The number of files correspond to the number of shards the elements were processed in.
One trick to reducing this is to generate some random keys, and group the elements based on that before writing them out.
For example, you could use the following DoFn and PTransform in your pipeline:
class _RoundRobinKeyFn(beam.DoFn):
def __init__(self, count):
self.count = count
def start_bundle(self):
self.counter = random.randint(0, self.count - 1)
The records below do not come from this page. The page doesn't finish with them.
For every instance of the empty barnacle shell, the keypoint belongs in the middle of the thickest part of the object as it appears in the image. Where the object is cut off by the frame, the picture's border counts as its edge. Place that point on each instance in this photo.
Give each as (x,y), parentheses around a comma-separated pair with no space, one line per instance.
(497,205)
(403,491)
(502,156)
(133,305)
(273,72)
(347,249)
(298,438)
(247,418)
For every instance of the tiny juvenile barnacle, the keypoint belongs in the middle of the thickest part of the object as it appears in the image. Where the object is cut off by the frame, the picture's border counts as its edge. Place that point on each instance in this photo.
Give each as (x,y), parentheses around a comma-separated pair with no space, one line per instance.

def process(self, element):
self.counter += 1
if self.counter >= self.count:
self.counter -= self.count
yield self.counter, element
class LimitBundles(beam.PTransform):
def __init__(self, count):
self.count = count
def expand(self, input):
return input
| beam.ParDo(_RoundRobinKeyFn(self.count))
| beam.GroupByKey()
| beam.FlatMap(lambda kv: kv[1])
You would just use this before the bigquery_output:
output = (# ...
| LimitBundles(10000)
| bigquery_output)
(Note that I just typed this in without testing it, so there are likely some Python typos.)